The foregoing describes specific embodiments of the present disclosure. Other embodiments are within the scope of the following claims. In some cases, the actions or steps recited in the claims can be performed in a different order than in the embodiments and still achieve desirable results. In addition, the processes depicted in the accompanying figures do not necessarily require the particular order shown, or sequential order, to achieve desirable results.
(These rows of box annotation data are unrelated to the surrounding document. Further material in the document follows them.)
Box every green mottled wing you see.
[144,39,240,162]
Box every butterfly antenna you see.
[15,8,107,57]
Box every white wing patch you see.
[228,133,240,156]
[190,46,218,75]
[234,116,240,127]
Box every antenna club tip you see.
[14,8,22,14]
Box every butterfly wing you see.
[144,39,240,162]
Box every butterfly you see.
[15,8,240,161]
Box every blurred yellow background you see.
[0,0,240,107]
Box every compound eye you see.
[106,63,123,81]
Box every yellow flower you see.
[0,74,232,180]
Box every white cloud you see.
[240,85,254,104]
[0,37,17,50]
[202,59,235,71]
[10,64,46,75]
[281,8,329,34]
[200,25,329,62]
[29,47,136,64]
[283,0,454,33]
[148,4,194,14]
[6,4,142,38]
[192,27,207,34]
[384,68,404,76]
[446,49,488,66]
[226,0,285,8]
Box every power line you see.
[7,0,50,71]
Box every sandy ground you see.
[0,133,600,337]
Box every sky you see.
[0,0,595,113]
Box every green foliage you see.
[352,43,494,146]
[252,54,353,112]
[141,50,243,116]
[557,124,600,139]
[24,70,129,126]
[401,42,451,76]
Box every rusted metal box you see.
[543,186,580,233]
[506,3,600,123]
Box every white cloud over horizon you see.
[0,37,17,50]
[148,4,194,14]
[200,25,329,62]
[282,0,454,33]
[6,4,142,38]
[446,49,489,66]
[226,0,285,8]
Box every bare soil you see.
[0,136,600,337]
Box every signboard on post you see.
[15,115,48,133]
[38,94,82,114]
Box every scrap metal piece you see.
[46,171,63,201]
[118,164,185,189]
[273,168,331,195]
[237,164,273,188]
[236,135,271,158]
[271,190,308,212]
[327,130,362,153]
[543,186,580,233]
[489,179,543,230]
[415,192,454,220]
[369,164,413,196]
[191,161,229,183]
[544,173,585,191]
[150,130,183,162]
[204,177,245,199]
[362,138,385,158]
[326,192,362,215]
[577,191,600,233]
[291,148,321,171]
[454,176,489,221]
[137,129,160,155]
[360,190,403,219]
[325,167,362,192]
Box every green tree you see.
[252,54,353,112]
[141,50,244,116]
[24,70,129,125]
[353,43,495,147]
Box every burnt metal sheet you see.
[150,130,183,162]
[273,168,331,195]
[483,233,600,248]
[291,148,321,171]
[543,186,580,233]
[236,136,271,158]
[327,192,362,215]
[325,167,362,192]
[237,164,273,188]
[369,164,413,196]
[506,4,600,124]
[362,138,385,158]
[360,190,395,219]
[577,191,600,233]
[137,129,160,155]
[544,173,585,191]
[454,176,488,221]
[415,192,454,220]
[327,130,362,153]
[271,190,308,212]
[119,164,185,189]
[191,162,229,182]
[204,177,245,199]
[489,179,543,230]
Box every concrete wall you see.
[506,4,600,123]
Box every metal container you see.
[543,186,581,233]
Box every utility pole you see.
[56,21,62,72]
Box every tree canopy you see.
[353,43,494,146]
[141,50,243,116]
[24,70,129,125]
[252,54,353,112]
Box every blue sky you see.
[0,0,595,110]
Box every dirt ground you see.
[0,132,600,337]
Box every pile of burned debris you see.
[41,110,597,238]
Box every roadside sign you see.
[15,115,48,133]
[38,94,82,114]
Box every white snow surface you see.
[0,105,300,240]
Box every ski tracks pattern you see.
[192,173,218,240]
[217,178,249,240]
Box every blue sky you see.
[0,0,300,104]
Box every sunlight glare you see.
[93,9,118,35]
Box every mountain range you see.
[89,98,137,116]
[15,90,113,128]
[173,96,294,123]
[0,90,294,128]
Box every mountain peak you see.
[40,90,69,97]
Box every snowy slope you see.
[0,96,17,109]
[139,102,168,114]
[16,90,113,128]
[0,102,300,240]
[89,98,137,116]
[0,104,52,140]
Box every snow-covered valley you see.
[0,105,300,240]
In some embodiments, multitasking and parallel processing are also possible or may be advantageous.
The foregoing detailed description of the embodiments has further described the objects, technical solutions and advantages of the present specification, and it should be understood that the foregoing description is only a detailed description of the embodiments of the present specification, and is not intended to limit the scope of the present specification, but any modifications, equivalents, improvements, etc. made on the basis of the technical solutions of the present specification should be included in the scope of the present specification.